図2に示すように、施設100は、太陽電池装置110と、蓄電装置120と、燃料電池装置130と、負荷機器140と、EMS(Energy Management System)160と、を有する。施設100は、測定装置190を有してもよい。
【0038】
太陽電池装置110は、太陽光などの光に応じて発電をする分散電源である。例えば、太陽電池装置110は、PCS(Power Conditioning System)及び太陽光パネルによって構成される。ここで、設置とは、太陽電池装置110と電力系統12とが接続されることであってもよい。
【0039】
蓄電装置120は、電力の充電及び電力の放電をする分散電源である。

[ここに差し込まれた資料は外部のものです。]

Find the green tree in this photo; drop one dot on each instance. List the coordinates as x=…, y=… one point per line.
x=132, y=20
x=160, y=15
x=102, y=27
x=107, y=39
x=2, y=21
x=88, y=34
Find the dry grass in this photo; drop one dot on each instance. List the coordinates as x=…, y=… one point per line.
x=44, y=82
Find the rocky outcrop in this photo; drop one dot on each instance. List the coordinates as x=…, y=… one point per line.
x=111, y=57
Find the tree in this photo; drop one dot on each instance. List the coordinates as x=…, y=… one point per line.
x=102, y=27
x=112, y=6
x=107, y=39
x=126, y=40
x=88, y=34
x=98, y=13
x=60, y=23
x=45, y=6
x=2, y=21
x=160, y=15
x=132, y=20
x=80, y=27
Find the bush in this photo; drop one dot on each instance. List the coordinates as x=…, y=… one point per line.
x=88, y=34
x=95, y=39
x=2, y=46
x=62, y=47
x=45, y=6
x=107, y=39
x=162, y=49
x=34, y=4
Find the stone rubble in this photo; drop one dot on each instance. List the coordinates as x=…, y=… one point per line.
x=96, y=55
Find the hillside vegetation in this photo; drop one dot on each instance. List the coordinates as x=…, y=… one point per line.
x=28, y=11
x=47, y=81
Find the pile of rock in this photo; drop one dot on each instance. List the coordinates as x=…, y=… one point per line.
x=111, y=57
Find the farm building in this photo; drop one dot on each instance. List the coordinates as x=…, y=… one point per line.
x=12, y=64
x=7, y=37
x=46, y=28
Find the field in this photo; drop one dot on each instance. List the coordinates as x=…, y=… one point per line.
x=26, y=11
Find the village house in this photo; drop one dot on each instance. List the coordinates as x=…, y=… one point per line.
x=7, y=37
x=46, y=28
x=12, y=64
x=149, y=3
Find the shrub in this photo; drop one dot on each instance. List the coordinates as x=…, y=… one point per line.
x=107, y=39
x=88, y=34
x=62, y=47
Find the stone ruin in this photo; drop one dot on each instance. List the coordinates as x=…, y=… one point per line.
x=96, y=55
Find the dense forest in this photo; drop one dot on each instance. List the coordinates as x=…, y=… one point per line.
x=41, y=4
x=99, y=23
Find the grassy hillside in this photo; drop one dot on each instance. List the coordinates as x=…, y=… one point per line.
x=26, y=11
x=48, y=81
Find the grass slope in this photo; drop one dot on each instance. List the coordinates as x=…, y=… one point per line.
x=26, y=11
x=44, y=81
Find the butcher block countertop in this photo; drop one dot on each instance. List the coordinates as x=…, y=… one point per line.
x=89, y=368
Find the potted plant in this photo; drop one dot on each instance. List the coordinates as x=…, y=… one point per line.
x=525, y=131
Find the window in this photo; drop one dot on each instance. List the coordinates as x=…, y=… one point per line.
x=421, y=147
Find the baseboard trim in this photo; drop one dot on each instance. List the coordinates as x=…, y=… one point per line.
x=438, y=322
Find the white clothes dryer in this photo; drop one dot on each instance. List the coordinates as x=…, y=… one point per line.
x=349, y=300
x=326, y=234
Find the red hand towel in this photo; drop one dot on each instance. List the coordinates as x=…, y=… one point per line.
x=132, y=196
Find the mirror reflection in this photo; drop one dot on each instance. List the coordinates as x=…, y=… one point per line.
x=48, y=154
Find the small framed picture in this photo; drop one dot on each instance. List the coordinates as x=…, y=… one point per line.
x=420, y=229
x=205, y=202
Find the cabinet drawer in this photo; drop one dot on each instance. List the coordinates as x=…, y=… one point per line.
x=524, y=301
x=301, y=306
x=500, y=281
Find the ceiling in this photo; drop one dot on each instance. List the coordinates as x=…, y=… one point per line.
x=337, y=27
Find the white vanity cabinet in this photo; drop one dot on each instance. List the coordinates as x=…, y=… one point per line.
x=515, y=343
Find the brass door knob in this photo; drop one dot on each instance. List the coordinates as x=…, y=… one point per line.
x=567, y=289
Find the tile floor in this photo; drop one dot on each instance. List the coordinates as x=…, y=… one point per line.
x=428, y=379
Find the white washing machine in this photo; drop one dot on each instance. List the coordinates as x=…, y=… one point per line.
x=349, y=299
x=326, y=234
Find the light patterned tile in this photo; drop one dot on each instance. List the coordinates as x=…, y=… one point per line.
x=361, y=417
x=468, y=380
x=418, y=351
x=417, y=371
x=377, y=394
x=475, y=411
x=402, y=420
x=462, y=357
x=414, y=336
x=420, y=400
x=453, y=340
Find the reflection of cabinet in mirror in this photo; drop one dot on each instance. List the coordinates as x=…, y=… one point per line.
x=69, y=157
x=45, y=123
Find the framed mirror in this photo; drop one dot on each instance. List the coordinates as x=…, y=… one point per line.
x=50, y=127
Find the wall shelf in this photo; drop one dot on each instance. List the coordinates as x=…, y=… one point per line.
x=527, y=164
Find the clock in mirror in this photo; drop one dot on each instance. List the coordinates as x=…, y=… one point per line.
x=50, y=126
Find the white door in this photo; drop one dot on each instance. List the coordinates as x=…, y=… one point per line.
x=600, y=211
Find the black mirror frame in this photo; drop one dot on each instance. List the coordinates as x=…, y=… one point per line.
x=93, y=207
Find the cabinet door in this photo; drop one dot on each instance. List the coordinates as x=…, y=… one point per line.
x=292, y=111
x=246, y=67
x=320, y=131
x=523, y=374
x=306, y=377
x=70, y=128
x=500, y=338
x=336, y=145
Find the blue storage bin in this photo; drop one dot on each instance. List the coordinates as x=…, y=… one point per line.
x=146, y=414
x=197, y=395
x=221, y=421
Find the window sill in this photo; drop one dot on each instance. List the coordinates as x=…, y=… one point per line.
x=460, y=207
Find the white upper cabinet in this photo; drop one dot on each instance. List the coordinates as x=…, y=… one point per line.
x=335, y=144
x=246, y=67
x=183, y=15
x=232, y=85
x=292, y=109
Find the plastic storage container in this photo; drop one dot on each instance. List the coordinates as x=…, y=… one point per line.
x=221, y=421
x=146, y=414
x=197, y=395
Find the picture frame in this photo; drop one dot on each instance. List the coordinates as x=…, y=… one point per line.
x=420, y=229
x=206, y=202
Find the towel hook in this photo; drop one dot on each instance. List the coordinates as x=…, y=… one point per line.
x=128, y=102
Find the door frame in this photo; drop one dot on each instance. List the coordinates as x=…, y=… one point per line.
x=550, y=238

例えば、蓄電装置120は、PCS及び蓄電セルによって構成される。ここで、設置とは、蓄電装置120と電力系統12とが接続されることであってもよい。以下において、蓄電装置120は、電力系統12に関する電力需給調整制御に用いる分散電源の一例である。蓄電装置120は、VPP制御に用いる分散電源の一例であると考えてもよい。
【0040】
燃料電池装置130は、燃料を用いて発電を行う分散電源である。例えば、燃料電池装置130は、PCS及び燃料電池セルによって構成される。ここで、設置とは、燃料電池装置130と電力系統12とが接続されることであってもよい。
【0041】
例えば、燃料電池装置130は、固体酸化物型燃料電池(SOFC; Solid Oxide Fuel Cell)であってもよく、固体高分子型燃料電池(PEFC; Polymer Electrolyte Fuel Cell)であってもよく、リン酸型燃料電池(PAFC; Phosphoric Acid Fuel Cell)であってもよく、溶融炭酸塩型燃料電池(MCFC; Molten Carbonate Fuel Cell)であってもよい。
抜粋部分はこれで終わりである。